January; short, dark days dragging on. Hard to go out – outwards – when the instinct is to curl up like an ammonite and wait for the light. One smoky morning in the park, it’s as if the sky has descended. Black-headed gulls, disturbed by dogs, rise from the grass and drift away, spectres of the mist.
There is a Welsh folktale called The Daughters of the Sea set in Cardigan Bay in which Dylan, the sea god calls up a fierce storm to steal three sisters away to his kingdom under the sea. When he comes to regret his action, he is unable to return the sisters as they were. So he turns them into seagulls, able to move between land and sea. When their old father walks along the beach and calls their names, three white gulls fly to him from over the waves.
In one of the decorated wooden huts in Old Town Square, I watch a woman roll out a sheet of dough and wrap it expertly around a metal stick rotating over a fire. The trdelnik, sprinkled with cinnamon and caramelized sugar as they grill, smell divine. Tourists linger near huge vats of halušky, children watch an animation of the nativity on a loop. Tomorrow I will go to the Lennon wall, and watch a couple dance to a street musician’s guitar.

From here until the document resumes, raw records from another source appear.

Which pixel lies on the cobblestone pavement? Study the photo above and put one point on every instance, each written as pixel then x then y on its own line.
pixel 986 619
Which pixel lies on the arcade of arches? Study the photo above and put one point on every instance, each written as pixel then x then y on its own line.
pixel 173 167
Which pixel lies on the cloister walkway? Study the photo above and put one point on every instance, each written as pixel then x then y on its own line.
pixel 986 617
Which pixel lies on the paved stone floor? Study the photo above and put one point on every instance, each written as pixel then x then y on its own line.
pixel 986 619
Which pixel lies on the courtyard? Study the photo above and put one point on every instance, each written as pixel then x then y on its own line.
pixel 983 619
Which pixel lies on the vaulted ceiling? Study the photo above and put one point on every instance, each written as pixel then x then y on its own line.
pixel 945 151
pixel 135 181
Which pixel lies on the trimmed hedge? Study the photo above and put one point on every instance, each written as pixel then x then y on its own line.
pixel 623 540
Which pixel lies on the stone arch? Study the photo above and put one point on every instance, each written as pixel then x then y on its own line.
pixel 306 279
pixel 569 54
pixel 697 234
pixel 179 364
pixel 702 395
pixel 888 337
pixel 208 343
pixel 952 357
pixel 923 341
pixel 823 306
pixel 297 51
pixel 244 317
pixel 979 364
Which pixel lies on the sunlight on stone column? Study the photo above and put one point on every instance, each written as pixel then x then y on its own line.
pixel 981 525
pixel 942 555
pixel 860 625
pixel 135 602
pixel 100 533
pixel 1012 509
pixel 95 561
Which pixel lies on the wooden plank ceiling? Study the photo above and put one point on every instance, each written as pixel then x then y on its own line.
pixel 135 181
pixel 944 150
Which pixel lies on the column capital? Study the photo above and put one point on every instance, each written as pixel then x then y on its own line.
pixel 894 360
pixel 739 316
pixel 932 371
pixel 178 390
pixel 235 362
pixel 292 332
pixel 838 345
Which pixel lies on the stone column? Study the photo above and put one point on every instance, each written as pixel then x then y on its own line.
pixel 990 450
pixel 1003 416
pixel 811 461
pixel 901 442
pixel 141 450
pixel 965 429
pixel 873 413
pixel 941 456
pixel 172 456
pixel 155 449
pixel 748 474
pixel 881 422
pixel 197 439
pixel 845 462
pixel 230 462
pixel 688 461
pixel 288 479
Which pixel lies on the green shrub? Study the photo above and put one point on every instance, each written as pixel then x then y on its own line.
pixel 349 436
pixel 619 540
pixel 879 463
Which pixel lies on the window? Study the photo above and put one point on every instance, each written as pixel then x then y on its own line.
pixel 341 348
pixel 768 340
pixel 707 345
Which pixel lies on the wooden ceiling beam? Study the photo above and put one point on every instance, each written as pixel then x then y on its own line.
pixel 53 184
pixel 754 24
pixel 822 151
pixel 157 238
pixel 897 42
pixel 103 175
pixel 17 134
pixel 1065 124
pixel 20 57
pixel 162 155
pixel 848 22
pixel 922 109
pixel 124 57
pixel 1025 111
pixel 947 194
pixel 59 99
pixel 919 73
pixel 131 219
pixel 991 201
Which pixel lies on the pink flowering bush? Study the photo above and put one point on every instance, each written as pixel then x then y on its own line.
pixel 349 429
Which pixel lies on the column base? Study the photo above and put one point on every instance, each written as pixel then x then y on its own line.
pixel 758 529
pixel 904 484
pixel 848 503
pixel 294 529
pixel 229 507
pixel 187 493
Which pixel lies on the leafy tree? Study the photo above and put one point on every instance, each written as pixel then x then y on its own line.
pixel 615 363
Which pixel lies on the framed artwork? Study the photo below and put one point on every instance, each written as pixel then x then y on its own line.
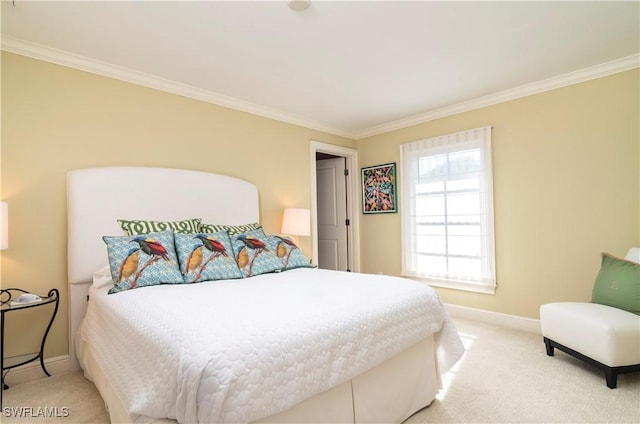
pixel 379 189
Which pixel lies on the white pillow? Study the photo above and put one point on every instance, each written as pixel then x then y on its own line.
pixel 102 277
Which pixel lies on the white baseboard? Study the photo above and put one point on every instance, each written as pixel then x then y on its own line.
pixel 33 371
pixel 496 318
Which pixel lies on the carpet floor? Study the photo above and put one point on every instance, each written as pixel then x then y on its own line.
pixel 504 377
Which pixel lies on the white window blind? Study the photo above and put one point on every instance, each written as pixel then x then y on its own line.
pixel 447 212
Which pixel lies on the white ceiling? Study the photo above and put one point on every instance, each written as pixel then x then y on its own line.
pixel 352 68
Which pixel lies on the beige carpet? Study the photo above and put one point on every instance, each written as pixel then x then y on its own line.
pixel 504 377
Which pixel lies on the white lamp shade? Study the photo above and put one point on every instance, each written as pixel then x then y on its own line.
pixel 4 225
pixel 296 222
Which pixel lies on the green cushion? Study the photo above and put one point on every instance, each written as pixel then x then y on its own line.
pixel 138 226
pixel 618 284
pixel 231 229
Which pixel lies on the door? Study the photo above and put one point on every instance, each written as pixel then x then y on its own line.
pixel 331 192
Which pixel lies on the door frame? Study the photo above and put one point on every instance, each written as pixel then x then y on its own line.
pixel 351 155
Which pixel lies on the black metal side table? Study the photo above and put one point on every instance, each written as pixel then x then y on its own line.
pixel 6 297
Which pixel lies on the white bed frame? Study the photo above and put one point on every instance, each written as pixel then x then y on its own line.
pixel 97 197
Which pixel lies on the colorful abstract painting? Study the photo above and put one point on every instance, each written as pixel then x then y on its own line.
pixel 379 189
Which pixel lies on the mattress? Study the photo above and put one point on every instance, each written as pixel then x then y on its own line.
pixel 242 350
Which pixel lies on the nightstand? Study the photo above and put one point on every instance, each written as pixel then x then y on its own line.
pixel 7 296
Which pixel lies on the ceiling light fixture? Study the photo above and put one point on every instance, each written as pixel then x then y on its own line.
pixel 299 5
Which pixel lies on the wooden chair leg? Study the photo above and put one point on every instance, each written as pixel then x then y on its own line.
pixel 549 346
pixel 612 378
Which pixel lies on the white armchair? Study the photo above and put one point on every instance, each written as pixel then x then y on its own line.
pixel 606 337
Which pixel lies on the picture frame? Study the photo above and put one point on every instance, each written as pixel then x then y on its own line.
pixel 379 193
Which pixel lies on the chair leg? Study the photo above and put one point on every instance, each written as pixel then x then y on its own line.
pixel 549 346
pixel 612 378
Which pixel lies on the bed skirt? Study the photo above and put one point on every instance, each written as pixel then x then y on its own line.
pixel 388 393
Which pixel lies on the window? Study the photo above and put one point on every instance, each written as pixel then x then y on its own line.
pixel 447 212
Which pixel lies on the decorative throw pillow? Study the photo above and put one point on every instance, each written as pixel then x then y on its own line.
pixel 142 260
pixel 205 257
pixel 231 229
pixel 135 226
pixel 618 284
pixel 288 252
pixel 252 254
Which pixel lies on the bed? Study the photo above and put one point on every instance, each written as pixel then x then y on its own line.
pixel 302 345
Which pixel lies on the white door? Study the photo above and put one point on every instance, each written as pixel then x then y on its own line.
pixel 332 214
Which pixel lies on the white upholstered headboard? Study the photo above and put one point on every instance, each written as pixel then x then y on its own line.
pixel 97 197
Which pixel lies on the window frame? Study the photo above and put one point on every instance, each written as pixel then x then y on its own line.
pixel 410 155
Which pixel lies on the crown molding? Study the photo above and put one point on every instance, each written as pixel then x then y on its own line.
pixel 60 57
pixel 582 75
pixel 82 63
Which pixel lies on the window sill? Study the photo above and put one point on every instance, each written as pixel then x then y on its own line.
pixel 455 285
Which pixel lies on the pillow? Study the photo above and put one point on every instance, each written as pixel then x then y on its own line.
pixel 142 260
pixel 252 254
pixel 102 277
pixel 231 229
pixel 135 226
pixel 618 284
pixel 206 257
pixel 288 252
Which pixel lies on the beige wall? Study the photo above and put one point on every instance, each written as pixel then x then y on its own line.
pixel 566 171
pixel 55 119
pixel 566 188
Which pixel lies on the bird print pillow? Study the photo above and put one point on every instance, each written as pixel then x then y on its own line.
pixel 252 254
pixel 142 260
pixel 288 252
pixel 206 257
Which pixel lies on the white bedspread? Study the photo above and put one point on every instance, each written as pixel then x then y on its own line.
pixel 241 350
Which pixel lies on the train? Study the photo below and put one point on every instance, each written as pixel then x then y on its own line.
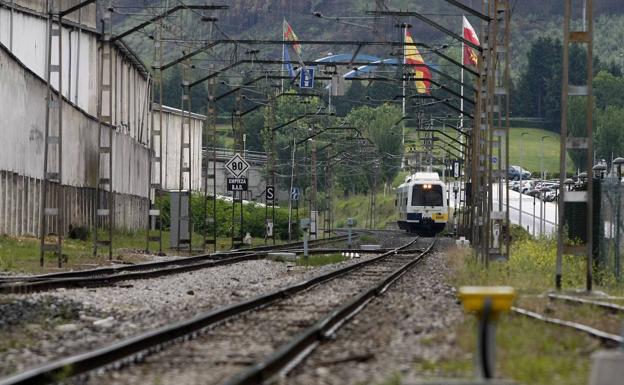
pixel 421 204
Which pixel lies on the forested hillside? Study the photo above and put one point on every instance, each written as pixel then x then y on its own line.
pixel 536 50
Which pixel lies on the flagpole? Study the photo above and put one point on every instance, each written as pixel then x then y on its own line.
pixel 283 55
pixel 461 76
pixel 404 165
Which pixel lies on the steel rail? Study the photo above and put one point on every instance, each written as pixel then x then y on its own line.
pixel 138 346
pixel 613 307
pixel 107 276
pixel 293 352
pixel 603 336
pixel 154 265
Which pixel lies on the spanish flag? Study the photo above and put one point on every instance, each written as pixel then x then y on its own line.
pixel 470 56
pixel 421 70
pixel 289 35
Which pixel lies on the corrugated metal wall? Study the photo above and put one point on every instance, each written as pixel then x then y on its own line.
pixel 22 128
pixel 172 127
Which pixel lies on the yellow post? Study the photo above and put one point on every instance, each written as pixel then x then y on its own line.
pixel 488 302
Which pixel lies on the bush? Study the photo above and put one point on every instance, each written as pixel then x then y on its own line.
pixel 253 217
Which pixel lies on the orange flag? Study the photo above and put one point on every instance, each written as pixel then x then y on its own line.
pixel 470 56
pixel 421 70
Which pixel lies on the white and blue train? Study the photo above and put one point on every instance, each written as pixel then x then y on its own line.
pixel 421 204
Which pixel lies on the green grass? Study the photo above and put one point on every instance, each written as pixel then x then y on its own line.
pixel 320 260
pixel 22 254
pixel 529 351
pixel 525 151
pixel 357 206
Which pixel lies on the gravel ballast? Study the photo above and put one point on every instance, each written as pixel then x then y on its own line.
pixel 109 314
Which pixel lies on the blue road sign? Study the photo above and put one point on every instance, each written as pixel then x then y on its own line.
pixel 294 194
pixel 307 78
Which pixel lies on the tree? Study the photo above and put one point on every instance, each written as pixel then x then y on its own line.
pixel 539 89
pixel 609 134
pixel 377 124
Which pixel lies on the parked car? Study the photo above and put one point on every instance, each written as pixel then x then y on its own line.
pixel 515 172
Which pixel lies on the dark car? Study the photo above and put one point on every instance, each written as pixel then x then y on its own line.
pixel 515 172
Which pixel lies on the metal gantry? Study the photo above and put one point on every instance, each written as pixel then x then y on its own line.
pixel 210 170
pixel 185 181
pixel 490 137
pixel 155 174
pixel 104 196
pixel 51 208
pixel 583 35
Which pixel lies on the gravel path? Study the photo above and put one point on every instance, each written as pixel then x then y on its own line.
pixel 410 324
pixel 99 316
pixel 227 349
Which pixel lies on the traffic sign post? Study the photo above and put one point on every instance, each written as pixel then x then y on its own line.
pixel 294 194
pixel 269 193
pixel 237 184
pixel 307 78
pixel 237 166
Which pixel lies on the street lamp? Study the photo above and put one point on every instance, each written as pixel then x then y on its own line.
pixel 521 175
pixel 533 193
pixel 542 157
pixel 618 163
pixel 543 192
pixel 599 170
pixel 618 269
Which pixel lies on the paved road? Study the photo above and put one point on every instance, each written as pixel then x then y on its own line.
pixel 532 209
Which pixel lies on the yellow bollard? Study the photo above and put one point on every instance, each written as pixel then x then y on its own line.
pixel 488 302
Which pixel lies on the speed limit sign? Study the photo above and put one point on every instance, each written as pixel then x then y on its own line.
pixel 237 165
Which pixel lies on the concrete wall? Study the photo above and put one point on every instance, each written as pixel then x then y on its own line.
pixel 24 31
pixel 172 127
pixel 23 94
pixel 19 206
pixel 22 129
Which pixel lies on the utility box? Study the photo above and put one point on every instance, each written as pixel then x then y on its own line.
pixel 179 205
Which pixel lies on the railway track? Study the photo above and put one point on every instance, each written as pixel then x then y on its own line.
pixel 112 275
pixel 605 337
pixel 292 319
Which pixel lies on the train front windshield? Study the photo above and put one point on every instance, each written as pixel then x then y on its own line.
pixel 427 195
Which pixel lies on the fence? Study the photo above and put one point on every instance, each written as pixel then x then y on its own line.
pixel 611 227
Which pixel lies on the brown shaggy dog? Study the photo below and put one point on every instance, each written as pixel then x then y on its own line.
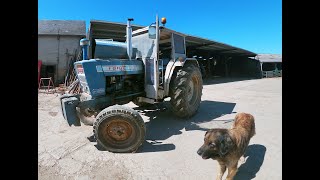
pixel 228 145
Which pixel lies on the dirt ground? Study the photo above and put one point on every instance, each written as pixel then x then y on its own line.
pixel 169 151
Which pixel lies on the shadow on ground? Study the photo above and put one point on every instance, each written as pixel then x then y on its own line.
pixel 220 80
pixel 163 124
pixel 254 159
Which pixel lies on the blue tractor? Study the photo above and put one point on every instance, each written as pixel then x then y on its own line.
pixel 149 67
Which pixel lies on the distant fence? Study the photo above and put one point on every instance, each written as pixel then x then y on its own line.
pixel 270 74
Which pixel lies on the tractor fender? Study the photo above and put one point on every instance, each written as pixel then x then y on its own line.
pixel 172 65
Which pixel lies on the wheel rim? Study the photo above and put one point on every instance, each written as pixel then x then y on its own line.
pixel 117 130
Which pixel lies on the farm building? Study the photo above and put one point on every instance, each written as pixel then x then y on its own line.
pixel 58 43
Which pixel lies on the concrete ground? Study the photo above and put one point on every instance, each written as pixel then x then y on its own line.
pixel 169 151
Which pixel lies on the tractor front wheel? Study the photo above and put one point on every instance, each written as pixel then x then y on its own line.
pixel 119 129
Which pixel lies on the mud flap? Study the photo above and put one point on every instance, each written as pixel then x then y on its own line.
pixel 68 107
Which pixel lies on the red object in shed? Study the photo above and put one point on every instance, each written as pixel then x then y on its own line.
pixel 39 69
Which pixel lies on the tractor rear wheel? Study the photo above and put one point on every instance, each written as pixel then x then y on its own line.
pixel 186 91
pixel 119 129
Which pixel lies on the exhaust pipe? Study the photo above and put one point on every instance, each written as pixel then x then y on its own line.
pixel 129 36
pixel 85 43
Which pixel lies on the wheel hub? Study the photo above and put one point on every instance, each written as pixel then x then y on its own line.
pixel 118 130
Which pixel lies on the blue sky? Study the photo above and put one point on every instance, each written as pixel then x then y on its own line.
pixel 254 25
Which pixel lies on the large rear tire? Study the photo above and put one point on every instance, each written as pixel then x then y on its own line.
pixel 186 91
pixel 119 129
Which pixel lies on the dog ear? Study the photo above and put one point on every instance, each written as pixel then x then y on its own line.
pixel 225 144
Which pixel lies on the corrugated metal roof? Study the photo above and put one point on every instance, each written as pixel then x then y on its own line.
pixel 117 32
pixel 62 27
pixel 269 57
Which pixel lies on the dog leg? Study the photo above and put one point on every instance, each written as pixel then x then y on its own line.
pixel 222 170
pixel 232 170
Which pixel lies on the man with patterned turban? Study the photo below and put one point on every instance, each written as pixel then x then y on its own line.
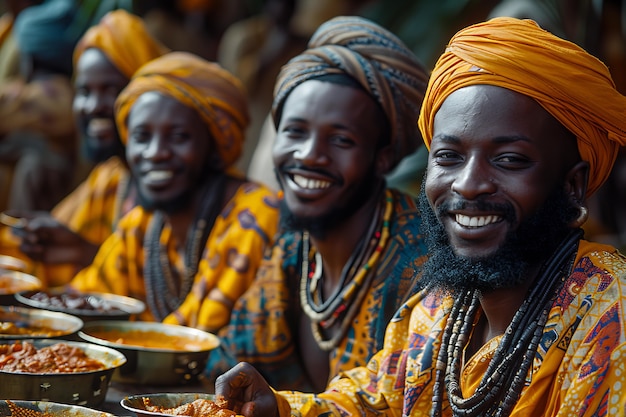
pixel 351 248
pixel 193 244
pixel 67 240
pixel 519 316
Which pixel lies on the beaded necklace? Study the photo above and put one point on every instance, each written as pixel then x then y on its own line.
pixel 163 293
pixel 502 384
pixel 345 303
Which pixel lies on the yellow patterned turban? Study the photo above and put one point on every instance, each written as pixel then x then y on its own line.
pixel 573 86
pixel 216 94
pixel 124 39
pixel 377 60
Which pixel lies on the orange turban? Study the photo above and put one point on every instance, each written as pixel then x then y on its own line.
pixel 573 86
pixel 374 57
pixel 124 39
pixel 216 94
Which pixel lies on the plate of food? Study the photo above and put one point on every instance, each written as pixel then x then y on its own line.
pixel 177 404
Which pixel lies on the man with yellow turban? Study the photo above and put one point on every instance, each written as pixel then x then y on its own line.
pixel 520 316
pixel 66 241
pixel 348 257
pixel 193 244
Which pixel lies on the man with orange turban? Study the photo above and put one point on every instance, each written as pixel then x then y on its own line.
pixel 193 244
pixel 64 242
pixel 520 316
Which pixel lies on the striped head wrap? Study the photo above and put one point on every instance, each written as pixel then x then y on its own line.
pixel 377 60
pixel 573 86
pixel 124 39
pixel 216 94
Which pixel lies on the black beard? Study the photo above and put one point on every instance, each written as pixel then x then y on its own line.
pixel 527 246
pixel 97 154
pixel 319 226
pixel 181 202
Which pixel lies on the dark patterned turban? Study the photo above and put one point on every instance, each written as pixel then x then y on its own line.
pixel 573 86
pixel 216 94
pixel 377 60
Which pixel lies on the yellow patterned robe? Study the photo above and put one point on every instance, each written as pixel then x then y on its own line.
pixel 579 369
pixel 232 254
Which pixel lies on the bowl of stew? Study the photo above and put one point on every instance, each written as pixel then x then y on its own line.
pixel 87 306
pixel 57 370
pixel 23 408
pixel 156 353
pixel 175 404
pixel 31 323
pixel 13 282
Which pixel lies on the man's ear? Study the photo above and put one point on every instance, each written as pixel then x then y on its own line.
pixel 384 160
pixel 576 182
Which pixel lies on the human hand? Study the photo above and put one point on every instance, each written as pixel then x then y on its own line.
pixel 47 240
pixel 246 392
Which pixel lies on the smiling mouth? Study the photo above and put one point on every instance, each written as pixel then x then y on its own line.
pixel 153 176
pixel 310 184
pixel 477 221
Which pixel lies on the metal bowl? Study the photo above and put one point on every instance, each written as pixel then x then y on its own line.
pixel 135 403
pixel 21 408
pixel 12 263
pixel 80 388
pixel 154 365
pixel 118 307
pixel 13 282
pixel 34 323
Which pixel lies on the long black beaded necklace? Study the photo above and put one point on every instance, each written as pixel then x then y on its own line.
pixel 345 303
pixel 502 384
pixel 163 293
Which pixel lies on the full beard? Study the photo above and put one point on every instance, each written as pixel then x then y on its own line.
pixel 319 226
pixel 182 201
pixel 97 153
pixel 524 248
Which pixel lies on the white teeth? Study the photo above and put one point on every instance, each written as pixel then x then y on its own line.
pixel 158 175
pixel 310 184
pixel 477 221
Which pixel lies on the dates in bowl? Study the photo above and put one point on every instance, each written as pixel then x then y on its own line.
pixel 87 306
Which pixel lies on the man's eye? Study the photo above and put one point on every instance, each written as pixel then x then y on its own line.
pixel 446 157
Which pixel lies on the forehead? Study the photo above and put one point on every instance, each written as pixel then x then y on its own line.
pixel 314 99
pixel 158 108
pixel 489 113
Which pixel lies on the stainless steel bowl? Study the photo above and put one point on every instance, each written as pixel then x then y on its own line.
pixel 81 388
pixel 65 325
pixel 51 409
pixel 12 282
pixel 13 264
pixel 150 365
pixel 124 307
pixel 134 403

Outside of the baroque church, an old man in a dusty suit restores, for a few moments, one’s faith in heaven. To pause, drawn by the plaintive wail of his saxophone, the rawness of his voice, is to forget the cold and the fact that you are in Prague alone at Christmas. You must live in your lantern, the old man seems to say. And you see, from the twinkle in his eye that he knows.